Thursday, March 8, 2012

Bug in MS Management Studio for SQL-Server 2005 while creating a publication!

Hello,

I found a bug in Management Studio, which can be reproduced with following steps:

1. Create a new publication with the 'New Publication Wizard'
2. Select a database which contains at least 2 tables.
3. Select 'transactional publicatioon'
4. Select at least 2 tables as articles
5. Set article properties for all table articles
6. Change 'Statement Delivery' to 'Insert statement', 'Update statement' and 'Delete statement' and save the article properties.
7. If you now check the properties for a single article you find that the 'Statement Delivery' is set to 'Do not replicate...'. If you generate this publication and create a subscritpion you will see, that actual no replication take place.

It took me a while to find out why my replication doesn't work! :-((

Wolfgang Kunk

PS : Management Studio version is 9.00.1399.00

Unfortunately that part of the wizard is kind of broke, and it won't get fixed for SP2 either.
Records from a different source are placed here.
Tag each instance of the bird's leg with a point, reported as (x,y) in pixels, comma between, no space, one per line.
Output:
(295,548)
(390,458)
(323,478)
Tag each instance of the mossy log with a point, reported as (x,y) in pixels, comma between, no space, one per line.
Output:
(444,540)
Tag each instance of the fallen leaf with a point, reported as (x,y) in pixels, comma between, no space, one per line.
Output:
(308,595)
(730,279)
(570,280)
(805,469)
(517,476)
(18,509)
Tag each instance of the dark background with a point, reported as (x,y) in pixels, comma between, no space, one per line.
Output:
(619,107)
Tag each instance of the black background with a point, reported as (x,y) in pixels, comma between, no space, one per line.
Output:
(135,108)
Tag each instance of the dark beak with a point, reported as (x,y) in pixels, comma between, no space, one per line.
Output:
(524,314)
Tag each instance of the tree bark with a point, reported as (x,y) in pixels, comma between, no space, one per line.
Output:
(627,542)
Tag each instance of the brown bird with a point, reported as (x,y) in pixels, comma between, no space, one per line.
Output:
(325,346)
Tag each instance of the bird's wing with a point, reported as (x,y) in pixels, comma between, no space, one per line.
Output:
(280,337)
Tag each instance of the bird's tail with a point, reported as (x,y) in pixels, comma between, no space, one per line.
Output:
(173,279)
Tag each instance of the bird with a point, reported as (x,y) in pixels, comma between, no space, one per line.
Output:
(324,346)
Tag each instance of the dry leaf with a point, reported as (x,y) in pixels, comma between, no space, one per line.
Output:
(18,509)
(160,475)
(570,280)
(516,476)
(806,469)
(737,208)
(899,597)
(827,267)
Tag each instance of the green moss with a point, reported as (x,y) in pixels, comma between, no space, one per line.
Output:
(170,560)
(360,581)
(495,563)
A similar issue was raised in an earlier post as well - http://forums.microsoft.com/MSDN/ShowPost.aspx?PostID=984751&SiteID=1.
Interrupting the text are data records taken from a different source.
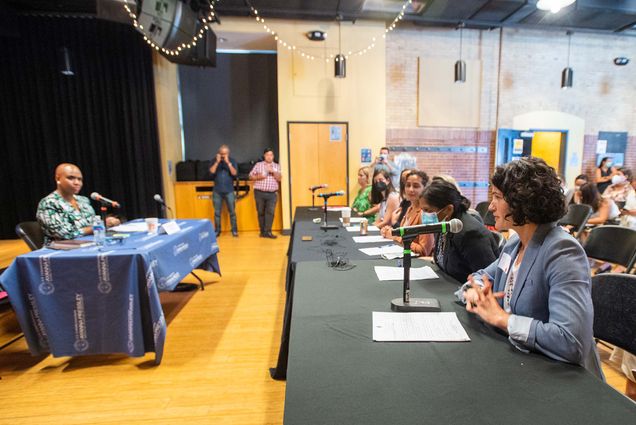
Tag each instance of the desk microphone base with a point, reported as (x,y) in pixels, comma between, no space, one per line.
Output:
(329,226)
(416,304)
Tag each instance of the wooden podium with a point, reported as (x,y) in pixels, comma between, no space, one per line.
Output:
(194,200)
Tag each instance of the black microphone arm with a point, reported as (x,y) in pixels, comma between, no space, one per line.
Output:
(453,226)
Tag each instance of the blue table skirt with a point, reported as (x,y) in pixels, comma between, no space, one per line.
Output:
(105,300)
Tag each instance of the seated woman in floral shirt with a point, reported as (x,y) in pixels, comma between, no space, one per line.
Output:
(63,214)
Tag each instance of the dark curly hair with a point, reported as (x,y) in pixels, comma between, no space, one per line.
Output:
(532,190)
(441,193)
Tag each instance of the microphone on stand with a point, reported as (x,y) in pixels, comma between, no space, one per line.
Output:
(408,234)
(453,226)
(105,201)
(330,194)
(161,202)
(318,186)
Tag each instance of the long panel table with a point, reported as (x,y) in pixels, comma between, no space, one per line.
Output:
(337,241)
(99,300)
(338,375)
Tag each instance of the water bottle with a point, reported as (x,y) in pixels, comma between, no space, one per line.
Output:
(99,231)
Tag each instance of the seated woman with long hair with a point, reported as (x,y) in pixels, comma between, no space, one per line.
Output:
(384,195)
(413,188)
(463,253)
(603,209)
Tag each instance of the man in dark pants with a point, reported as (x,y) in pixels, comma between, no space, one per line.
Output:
(224,172)
(266,176)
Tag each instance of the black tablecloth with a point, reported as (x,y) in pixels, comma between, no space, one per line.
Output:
(337,241)
(338,375)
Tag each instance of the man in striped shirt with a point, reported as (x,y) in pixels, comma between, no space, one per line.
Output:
(266,176)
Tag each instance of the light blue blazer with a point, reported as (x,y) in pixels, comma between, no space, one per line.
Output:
(552,294)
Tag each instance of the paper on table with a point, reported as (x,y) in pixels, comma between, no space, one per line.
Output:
(354,219)
(357,229)
(370,239)
(131,227)
(397,273)
(442,327)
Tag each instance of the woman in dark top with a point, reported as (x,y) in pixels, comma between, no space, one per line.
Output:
(463,253)
(604,174)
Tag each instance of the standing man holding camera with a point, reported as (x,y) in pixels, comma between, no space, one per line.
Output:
(266,176)
(223,171)
(382,162)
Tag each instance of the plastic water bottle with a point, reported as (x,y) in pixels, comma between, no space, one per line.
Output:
(99,231)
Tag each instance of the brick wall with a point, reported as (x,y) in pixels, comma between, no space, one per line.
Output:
(527,79)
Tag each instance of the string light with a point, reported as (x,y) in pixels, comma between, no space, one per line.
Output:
(207,19)
(303,54)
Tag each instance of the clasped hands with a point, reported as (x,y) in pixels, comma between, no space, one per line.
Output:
(483,302)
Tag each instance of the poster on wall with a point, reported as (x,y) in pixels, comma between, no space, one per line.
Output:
(335,133)
(365,155)
(611,144)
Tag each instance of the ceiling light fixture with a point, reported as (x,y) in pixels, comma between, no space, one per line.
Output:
(553,6)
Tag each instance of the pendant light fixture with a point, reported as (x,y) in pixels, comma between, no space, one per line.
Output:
(460,65)
(567,75)
(340,64)
(65,62)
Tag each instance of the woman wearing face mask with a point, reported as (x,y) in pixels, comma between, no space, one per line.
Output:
(399,213)
(604,174)
(458,254)
(621,186)
(603,209)
(413,188)
(384,195)
(539,291)
(362,204)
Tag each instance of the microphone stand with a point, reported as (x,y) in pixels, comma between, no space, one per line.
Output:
(325,225)
(406,303)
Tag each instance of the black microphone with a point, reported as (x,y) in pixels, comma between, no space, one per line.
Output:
(318,186)
(99,198)
(330,194)
(453,226)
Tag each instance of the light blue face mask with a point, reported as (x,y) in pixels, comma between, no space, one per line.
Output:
(429,218)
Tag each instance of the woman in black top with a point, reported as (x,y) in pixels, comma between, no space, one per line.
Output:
(463,253)
(604,174)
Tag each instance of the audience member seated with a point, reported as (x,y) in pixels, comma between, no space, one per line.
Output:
(63,214)
(413,188)
(603,174)
(603,209)
(458,254)
(628,213)
(383,194)
(362,205)
(399,213)
(621,185)
(539,290)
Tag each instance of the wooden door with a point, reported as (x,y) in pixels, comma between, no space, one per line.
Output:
(317,155)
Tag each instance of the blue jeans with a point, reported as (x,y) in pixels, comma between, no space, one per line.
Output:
(230,202)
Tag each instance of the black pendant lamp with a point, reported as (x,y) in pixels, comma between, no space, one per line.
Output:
(567,75)
(460,65)
(340,64)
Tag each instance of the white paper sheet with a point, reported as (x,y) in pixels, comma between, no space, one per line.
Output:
(131,227)
(370,239)
(354,219)
(357,229)
(397,273)
(442,327)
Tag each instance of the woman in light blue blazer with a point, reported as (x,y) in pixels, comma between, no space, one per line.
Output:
(539,290)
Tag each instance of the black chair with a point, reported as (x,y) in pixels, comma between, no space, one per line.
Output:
(614,298)
(614,244)
(31,233)
(577,217)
The workaround is to either use TSQL scripts to set everything up, or set everything up with UI and then immediately issue a sp_changearticle to set it.

As a side note, may I ask why you want to use "Insert/Update/Delete statement" instead of the default stored proc? This can have bad performance impact against a SQL subscriber.
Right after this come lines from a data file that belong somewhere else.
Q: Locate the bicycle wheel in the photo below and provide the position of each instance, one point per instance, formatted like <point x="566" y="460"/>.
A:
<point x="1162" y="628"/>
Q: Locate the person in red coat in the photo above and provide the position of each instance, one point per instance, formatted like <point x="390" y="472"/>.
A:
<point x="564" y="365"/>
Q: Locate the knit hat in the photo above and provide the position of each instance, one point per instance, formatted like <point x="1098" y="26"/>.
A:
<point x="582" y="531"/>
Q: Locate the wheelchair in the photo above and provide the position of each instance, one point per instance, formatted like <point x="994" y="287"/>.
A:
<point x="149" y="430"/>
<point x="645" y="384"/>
|||Normally we use T-SQL scripts to set up replication. So it is not a real big problem.
I wanted to see if it is a known bug!

Can you please explain what the bad performance impact can be?
As far as I know the default stored procs execute nothing else then a simple insert, update or delete statement. So I cannot see a bad impact. The only thing is that the optimizer optimzes a stored proc once while it has to optimize insert, update ans delete-statements every time.

Wolfgang Kunk|||

When using stored procs, each proc is fired off as an individual RPC, and the proc itself generates a plan that can be reused over and over for optimal performance.

When using SQL, we fit as many commands as we can (I think up to 500) into a single parameterized sp_executesql and execute it all at once. Meaning one single sp_executesql call can have anywhere from one to 500 different ins/upd/del statements - this generates one single plan. The next sp_executesql call will most likely be different, and generate a totally different plan. So what happens is every call will most likely have to be compiled because you'll never get plan reuse. In an OLTP scenario where you're replicating thousands of commands a second, you'lll definitely see an impact in performance.

For proof, apply a mixed/random workload to the publisher and then trace the distribution agent calls at the subscriber using SQL and stored procs, you'll see what I mean.

SQL is used mostly with heterogeneous subscriber cases and the very rare case when customer has a purpose for SQL subscriber cases.

|||Thanks for the explanation.

At the moment we only use heterogenous subscriber, where we work with SQL. So I used SQL for my first MS-MS Replication as well. I will take your recommendation in account for my further tests!